In speaking with Ramirez, it’s clear that in director Olivier Assayas he’s found something of a kindred spirit, a sharp thinker who views the world through the same critical moral-political-cultural lens, one which allows him to link the shift in tone from the intro to the verse of New Order’s “Dreams Never End” to the same transference in Carlos’ mental state, starting with a storefront bombing and leading to his reveling nude in his apartment in the aftermath. “Olivier is pure zeitgeist,” says Ramirez. “He’s the reason why I made this movie. In the wrong hands, the story of Carlos could’ve been just a disaster: a black and white, small and tall, good and evil kind of movie, either they’re terrorists or they’re revolutionaries, either the angel or the devil.

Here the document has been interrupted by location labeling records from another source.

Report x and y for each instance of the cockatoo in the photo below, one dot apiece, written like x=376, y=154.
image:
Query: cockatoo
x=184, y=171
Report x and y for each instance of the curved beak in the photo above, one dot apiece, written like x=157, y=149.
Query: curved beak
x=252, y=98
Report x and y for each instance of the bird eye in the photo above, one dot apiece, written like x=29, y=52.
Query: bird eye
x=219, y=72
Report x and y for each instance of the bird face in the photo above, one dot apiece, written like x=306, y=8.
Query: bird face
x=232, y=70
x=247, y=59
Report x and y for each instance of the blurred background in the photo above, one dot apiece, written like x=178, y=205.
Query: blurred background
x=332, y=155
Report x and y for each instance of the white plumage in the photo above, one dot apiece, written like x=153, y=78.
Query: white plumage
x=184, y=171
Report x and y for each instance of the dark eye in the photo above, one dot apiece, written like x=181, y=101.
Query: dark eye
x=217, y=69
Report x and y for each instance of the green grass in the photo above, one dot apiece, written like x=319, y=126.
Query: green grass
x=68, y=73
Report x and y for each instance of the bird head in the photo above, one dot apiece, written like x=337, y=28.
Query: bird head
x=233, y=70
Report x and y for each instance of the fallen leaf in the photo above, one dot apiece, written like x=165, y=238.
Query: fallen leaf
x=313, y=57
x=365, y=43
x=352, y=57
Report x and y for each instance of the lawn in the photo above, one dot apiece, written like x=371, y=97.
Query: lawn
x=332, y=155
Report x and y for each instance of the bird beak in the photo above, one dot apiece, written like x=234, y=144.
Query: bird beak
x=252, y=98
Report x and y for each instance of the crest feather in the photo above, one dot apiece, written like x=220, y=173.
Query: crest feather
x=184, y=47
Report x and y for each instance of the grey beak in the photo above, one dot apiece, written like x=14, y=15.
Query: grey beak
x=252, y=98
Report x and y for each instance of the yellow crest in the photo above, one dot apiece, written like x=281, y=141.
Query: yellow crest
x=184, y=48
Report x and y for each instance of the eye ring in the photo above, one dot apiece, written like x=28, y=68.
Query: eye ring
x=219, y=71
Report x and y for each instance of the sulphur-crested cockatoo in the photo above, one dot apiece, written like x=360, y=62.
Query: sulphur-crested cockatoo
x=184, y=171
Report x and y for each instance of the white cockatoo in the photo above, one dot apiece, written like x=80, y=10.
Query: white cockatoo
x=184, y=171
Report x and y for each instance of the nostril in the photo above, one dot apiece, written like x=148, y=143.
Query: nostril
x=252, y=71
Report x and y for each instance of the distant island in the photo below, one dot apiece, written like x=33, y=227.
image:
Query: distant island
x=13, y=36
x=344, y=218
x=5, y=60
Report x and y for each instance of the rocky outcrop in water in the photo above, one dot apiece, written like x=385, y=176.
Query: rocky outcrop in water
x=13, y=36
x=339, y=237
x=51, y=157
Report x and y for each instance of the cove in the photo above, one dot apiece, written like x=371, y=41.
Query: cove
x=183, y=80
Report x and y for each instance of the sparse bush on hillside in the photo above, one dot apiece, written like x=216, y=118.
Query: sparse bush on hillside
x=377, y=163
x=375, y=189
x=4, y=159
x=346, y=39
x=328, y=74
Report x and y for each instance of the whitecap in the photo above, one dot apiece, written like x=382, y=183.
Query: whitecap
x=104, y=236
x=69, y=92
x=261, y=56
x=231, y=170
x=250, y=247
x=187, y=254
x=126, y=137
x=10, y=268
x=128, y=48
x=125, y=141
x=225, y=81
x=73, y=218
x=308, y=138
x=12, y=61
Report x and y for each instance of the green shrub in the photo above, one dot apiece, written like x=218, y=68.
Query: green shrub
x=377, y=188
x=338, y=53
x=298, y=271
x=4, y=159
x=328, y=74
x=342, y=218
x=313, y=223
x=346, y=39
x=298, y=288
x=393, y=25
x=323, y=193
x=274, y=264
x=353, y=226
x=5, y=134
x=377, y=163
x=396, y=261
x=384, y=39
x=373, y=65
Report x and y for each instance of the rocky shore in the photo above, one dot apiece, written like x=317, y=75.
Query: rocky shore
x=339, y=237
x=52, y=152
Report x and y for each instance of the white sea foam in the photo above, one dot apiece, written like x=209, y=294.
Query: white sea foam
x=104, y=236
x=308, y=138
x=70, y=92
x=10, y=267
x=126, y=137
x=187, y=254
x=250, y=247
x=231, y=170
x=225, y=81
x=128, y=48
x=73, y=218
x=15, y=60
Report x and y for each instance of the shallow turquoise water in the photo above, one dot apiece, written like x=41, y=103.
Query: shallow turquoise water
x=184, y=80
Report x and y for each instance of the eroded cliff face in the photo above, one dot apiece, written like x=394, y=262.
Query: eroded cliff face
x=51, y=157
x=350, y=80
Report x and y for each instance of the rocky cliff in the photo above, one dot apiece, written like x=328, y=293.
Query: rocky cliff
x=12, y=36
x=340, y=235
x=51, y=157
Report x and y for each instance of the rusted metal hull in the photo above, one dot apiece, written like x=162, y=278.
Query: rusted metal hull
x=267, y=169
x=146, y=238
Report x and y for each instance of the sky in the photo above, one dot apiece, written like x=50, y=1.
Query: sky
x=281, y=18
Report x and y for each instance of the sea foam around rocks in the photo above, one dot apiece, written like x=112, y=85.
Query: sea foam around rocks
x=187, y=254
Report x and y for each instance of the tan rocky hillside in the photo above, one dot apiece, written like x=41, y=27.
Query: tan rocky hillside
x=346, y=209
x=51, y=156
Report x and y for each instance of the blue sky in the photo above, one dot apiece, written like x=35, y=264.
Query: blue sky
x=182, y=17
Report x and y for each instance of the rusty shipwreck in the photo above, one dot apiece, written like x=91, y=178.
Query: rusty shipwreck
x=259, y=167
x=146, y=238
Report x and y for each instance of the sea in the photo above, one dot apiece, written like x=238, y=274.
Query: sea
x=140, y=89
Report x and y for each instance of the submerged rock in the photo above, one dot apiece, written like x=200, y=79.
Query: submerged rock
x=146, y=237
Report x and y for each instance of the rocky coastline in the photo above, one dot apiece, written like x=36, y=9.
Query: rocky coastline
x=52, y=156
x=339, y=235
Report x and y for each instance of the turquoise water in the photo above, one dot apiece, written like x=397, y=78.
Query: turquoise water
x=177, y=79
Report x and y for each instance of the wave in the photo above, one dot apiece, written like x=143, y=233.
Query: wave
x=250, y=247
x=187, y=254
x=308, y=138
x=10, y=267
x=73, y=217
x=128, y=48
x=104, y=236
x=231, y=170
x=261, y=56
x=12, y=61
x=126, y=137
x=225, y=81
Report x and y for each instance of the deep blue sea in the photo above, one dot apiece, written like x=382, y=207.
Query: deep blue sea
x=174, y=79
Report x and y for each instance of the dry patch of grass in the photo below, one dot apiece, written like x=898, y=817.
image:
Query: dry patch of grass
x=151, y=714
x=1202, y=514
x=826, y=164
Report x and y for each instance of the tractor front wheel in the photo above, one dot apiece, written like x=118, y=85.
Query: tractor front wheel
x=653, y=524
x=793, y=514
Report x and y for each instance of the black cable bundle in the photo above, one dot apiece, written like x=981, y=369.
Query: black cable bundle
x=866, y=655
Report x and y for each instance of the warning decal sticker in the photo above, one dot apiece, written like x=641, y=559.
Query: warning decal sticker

And with Olivier, even though I didn’t know if we would have the success that we’ve ended up having, I knew we would be doing something interesting.” This combined commitment to allowing a character to be truly, humanly ugly and stupid and selfish without ever passing judgment has resulted in some of the greatest characters in the history of cinema—Michel Simon in La chienne, John Wayne in The Searchers, almost every notable film noir protagonist—and Assayas and Ramirez don’t just avoid passing judgment on Carlos, they give him all of their love. “After the scene where he’s with his whole family and gets rejected from Libya, I went to my trailer and I cried for hours. That fucked me up. I reached something internally; it was a horrible place. It doesn’t matter whether you’re a terrorist or a corrupt banker or the most righteous guy who does everything well, it doesn’t matter where you stand in the moral range, all of these people have families, and all of these people have affection in their life.”
It shouldn’t come as any surprise then that for Ramirez the most difficult aspect of portraying Carlos was coming to terms with “the idea that certain lives are worth more than others.” The positive friction between the man and his art lies precisely in his willingness to embrace with thought and care those who stand for everything that he doesn’t.